Buoyed by fewer jobless claims and improved consumer confidence, annualized U.S. sales could hit 10 million this month for the first time in 2009, Ford Motor Co. analyst George Pipas said on Monday. The deep discounts that General Motors Corp. and Chrysler Group LLC have offered to boost sales are also likely to bolster June sales.

Those factors suggest "the worst is behind us," Mr. Pipas said. "Even if sales fail to hit the 10 million milestone, we’re still not slipping back." A GM spokesman also said an annualized 10 million sales rate is possible for June.

J.D. Power and Associates predicts annualized June sales of 10.3 million new cars and trucks, up from 9.9 million in May, while Edmunds.com expects the sales rate to top 10 million, though overall sales will still be 25% lower than a year ago.(…)

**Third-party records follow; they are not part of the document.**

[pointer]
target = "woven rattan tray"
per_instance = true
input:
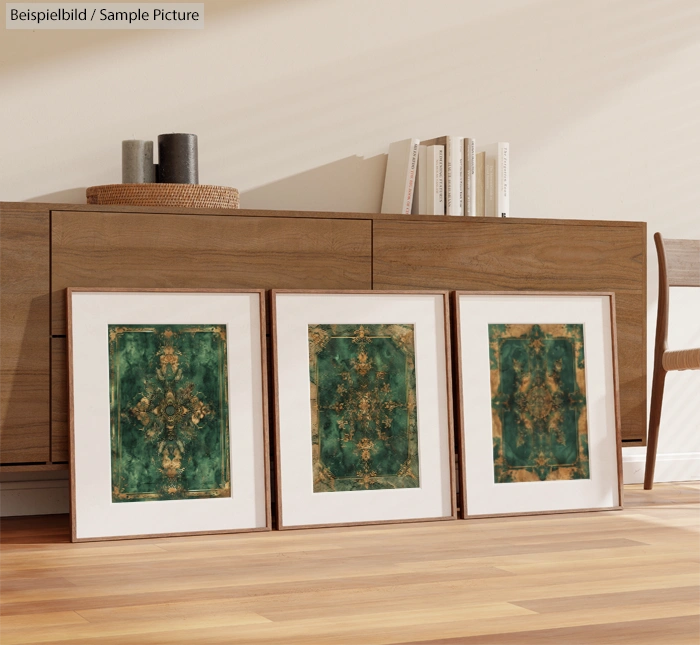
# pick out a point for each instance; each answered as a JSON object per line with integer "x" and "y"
{"x": 186, "y": 195}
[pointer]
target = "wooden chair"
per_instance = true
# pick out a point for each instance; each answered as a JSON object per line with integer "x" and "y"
{"x": 679, "y": 266}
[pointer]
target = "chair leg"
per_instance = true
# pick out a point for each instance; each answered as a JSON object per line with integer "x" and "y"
{"x": 657, "y": 393}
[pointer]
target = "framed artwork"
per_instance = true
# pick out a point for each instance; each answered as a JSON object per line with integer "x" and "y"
{"x": 362, "y": 407}
{"x": 537, "y": 399}
{"x": 168, "y": 412}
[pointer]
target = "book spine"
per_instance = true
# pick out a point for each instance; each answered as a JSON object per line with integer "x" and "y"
{"x": 421, "y": 194}
{"x": 480, "y": 188}
{"x": 469, "y": 177}
{"x": 454, "y": 188}
{"x": 503, "y": 180}
{"x": 440, "y": 180}
{"x": 434, "y": 181}
{"x": 411, "y": 178}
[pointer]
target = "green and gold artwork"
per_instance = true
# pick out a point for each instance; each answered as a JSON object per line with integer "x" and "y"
{"x": 364, "y": 428}
{"x": 538, "y": 403}
{"x": 168, "y": 412}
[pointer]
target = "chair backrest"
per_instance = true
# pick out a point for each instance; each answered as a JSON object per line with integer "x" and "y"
{"x": 679, "y": 266}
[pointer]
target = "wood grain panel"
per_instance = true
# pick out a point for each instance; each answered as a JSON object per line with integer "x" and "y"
{"x": 60, "y": 439}
{"x": 683, "y": 262}
{"x": 24, "y": 341}
{"x": 532, "y": 255}
{"x": 92, "y": 249}
{"x": 499, "y": 256}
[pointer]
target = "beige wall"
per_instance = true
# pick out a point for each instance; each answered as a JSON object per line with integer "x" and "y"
{"x": 295, "y": 103}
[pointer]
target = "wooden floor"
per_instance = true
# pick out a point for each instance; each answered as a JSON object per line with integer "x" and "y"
{"x": 630, "y": 576}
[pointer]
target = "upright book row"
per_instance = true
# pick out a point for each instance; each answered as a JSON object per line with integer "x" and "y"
{"x": 448, "y": 175}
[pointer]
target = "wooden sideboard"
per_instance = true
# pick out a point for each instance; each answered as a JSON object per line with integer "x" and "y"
{"x": 48, "y": 247}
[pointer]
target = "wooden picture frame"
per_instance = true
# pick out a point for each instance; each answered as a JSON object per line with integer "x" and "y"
{"x": 520, "y": 359}
{"x": 356, "y": 488}
{"x": 202, "y": 405}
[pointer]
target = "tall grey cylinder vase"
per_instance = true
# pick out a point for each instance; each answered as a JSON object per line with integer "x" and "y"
{"x": 177, "y": 159}
{"x": 137, "y": 162}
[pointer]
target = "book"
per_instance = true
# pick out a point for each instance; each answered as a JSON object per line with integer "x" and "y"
{"x": 400, "y": 177}
{"x": 497, "y": 179}
{"x": 454, "y": 172}
{"x": 435, "y": 156}
{"x": 469, "y": 177}
{"x": 479, "y": 184}
{"x": 420, "y": 194}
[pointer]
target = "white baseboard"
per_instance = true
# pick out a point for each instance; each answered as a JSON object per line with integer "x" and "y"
{"x": 670, "y": 467}
{"x": 47, "y": 497}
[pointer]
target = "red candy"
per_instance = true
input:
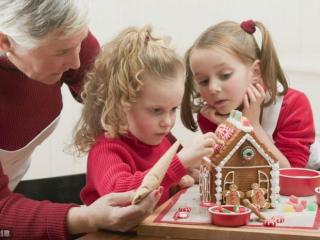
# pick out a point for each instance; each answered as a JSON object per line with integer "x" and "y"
{"x": 278, "y": 219}
{"x": 181, "y": 213}
{"x": 269, "y": 223}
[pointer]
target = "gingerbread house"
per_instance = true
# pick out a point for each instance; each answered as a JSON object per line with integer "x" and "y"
{"x": 242, "y": 161}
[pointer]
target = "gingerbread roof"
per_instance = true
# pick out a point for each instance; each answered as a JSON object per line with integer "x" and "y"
{"x": 236, "y": 132}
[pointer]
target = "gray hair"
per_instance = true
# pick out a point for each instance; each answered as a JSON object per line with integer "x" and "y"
{"x": 29, "y": 22}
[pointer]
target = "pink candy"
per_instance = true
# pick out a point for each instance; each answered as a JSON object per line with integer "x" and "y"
{"x": 269, "y": 223}
{"x": 293, "y": 199}
{"x": 278, "y": 219}
{"x": 182, "y": 213}
{"x": 298, "y": 205}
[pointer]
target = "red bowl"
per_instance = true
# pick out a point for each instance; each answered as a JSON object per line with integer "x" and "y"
{"x": 317, "y": 192}
{"x": 233, "y": 219}
{"x": 298, "y": 181}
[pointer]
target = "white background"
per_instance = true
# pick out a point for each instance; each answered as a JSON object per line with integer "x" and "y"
{"x": 294, "y": 26}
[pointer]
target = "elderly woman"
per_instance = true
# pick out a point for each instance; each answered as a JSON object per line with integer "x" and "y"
{"x": 44, "y": 44}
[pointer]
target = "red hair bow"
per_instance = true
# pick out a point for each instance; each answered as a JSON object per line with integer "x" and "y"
{"x": 248, "y": 26}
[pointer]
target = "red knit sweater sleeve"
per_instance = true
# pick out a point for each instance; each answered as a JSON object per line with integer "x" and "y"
{"x": 74, "y": 78}
{"x": 24, "y": 218}
{"x": 295, "y": 130}
{"x": 205, "y": 124}
{"x": 114, "y": 168}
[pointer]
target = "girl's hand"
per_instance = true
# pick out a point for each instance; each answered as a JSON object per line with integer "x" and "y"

Underscoring its rosier outlook, Ford said it is now planning production for the third quarter that is 5.4% above its most recent quarterly target.

The company said it would build 485,000 new cars and light trucks during the quarter ending Sept. 30, a 16% increase over the 418,000 produced in the year-ago quarter. It is the second time Ford raised its third-quarter output target.

Ford said earlier this month that it would raise production 10%, to produce 150,000 cars and 310,000 trucks during the quarter. Monday’s revised target adds another 15,000 cars and 10,000 trucks. It would be the first time in two years that Ford’s quarterly output would be increased year-over-year, and comes amid fresh signs that the downturn in U.S. auto sales may be abating.

"We decided last year to break the mold and stop over producing," said Mark Fields, Ford’s president of the Americas. "Our inventory is now down and with demand up, driven by our new products, we are in the position to increase production again. There is definitely a cessation in the deterioration of the economy."

Ford’s increased output comes as GM and Chrysler are still scrambling to adjust output to lower demand while dealing with bankruptcy-induced reorganizations.(…)

Chrysler kept all of its U.S. plants idled during the past two months as it restructured. The company resumed production at seven of its U.S. plants on Monday.(…)

Ford, which unlike GM and Chrysler has not needed bailout loans from the government, will likely report a decline in June sales of less than 20% from a year ago, he said. Most auto makers have suffered year-over-year monthly declines of 30% or higher this year.

June sales also got a boost as hundreds of dealers who are being forced to close their Chrysler franchises sold off their inventory at deep discounts. GM’s Pontiac brand, which is being shuttered as part of the auto maker’s restructuring, has also slashed prices in recent weeks to clear its stock.